The oldest, simplest, and most easily comprehensible explanation of dramatic military, political, or economic events is the conspiracy theory: Brutus conspiring with the assassins of Caesar, Hotspur conspiring with Glendower, politicos in a smoke-filled room, fat cats forming secret cartels in posh boardrooms. The facts may be devilishly hard to come by, but the explanation is alluringly simple. All really good spy novels [one of which, by Daniel Silva, I am now reading] take it as their fundamental premise that things happen because people [good or bad, as the case may be] get together in secret and plot them. The benign version of this principle of explanation has been given a name by historians: The Great Man Theory of History. From this principle flow the exposes and the biographies of important men and women that regularly show up as History Book Club selections and on best seller lists.
For somewhat more than two centuries now, the very best social scientists have labored to free us from the meretricious attractions of conspiracy theories, and to replace them with deeper, more complex [and, inevitably, less exciting] structural explanations of major historical movements. The forefather of these efforts is Adam Smith's Invisible Hand, but it is in the writings of Karl Marx that the debunking of conspiracy theories really hits its stride. Marx sought the "laws of motion of capitalist economy," and he brushed aside as superficial and "utopian" the notion that the personalities or individual plans and intentions of economic actors played any important role in the unfolding of those laws. He considered ludicrous the notion that economic crashes were caused by greed, or that the rigors of the factory floor were traceable to the malign intentions of entrepreneurs. Since Marx wrote, all of the great social theorists have followed the same path. "Social relationships of production," "manifest and latent functions of social institutions," "socio-economic status," even "the paranoid style in American politics," which last, despite its apparent appeal to the character of individual personalities, is really a social explanation of political phenomena.

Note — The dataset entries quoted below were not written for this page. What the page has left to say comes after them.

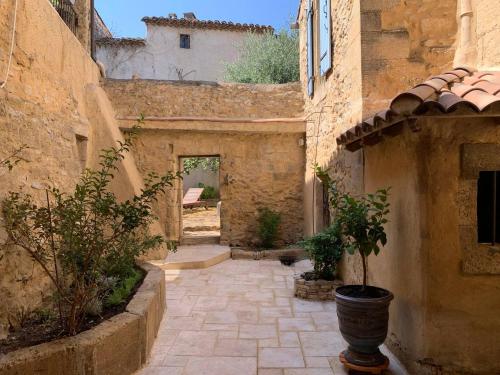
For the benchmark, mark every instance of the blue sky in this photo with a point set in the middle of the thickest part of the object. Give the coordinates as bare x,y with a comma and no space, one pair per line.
123,17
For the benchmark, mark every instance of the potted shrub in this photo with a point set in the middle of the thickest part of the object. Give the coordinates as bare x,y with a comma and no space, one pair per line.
363,310
325,250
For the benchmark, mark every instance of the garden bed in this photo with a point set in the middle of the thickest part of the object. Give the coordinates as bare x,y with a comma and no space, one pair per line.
271,254
120,344
308,287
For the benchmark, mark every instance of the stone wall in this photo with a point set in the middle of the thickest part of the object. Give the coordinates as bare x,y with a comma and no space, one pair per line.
403,43
53,104
160,55
262,157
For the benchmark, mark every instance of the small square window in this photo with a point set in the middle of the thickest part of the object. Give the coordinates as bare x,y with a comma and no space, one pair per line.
185,41
488,207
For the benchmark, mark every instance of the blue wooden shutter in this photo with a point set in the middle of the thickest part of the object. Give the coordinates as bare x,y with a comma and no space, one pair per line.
310,49
325,37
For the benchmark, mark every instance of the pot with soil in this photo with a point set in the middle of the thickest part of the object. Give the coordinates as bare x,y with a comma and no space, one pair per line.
362,310
363,319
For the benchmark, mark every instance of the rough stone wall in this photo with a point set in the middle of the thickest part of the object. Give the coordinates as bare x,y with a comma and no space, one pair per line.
258,168
335,107
162,58
204,99
43,107
51,104
442,319
403,43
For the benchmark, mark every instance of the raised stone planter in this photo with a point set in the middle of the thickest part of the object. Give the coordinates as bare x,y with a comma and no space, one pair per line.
316,290
120,345
251,254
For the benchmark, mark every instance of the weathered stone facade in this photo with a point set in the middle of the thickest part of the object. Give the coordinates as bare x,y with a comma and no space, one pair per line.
380,49
252,128
52,104
315,290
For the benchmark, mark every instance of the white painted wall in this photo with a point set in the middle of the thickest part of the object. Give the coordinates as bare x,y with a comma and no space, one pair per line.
162,55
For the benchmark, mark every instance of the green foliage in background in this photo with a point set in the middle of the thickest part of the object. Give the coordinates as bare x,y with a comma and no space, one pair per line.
269,222
207,164
123,289
325,250
267,58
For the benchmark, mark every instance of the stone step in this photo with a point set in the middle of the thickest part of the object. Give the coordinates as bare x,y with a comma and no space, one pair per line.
195,257
201,239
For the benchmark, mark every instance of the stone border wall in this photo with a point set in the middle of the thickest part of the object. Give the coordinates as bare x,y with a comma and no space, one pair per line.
120,345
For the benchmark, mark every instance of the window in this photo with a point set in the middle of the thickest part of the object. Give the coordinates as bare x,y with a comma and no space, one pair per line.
185,40
488,207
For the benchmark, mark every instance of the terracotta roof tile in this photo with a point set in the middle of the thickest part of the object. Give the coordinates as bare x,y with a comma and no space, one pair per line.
460,91
210,25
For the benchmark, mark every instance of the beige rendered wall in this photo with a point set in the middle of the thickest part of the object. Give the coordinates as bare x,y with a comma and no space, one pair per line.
478,34
51,97
443,321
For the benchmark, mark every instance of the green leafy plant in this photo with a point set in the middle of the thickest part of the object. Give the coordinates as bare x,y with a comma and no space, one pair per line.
123,289
86,238
361,219
269,222
205,163
267,58
209,192
325,250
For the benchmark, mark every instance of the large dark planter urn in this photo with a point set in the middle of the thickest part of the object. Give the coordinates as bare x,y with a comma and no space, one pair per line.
363,320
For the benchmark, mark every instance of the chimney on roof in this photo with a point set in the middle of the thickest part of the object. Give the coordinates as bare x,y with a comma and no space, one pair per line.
189,16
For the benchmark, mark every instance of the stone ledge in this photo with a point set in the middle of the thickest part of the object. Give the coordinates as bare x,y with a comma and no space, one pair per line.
120,345
245,254
316,290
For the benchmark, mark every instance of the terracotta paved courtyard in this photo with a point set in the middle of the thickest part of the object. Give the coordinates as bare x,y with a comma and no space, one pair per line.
240,318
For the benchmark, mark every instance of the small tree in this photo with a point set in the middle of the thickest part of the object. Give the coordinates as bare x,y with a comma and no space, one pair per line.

It is always a bit of a comedown, for those of us who cut our eyeteeth on structural/functional explanations of social phenomena, to discover that bad people really do get together behind closed doors and plot. Why slog through all those pages of Max Weber and Karl Mannheim and Robert Merton and Talcott Parsons if all we need is a few more Daniel Ellsbergs?
I have labored long and hard in this blog to find a structural explanation for the current fate of the health care reform bill. And yet now, as we approach the final hours, it really does seem as though the pettiness, mean-spiritedness, and bitterness of one passive aggressive wretch explains more than all of my structural/functional theorizing.
It was Marx's view that individuals do not make history. Classes make history, structures of production and exploitation make history, economic contradictions make history. The Napoleons and Wellingtons, the Lincolns and Booths, even the Hitlers and Stalins, simply ride the wave of history.
Who knows? Maybe I should spend my time reading Matt Drudge rather than The Statistical Abstract of the United States.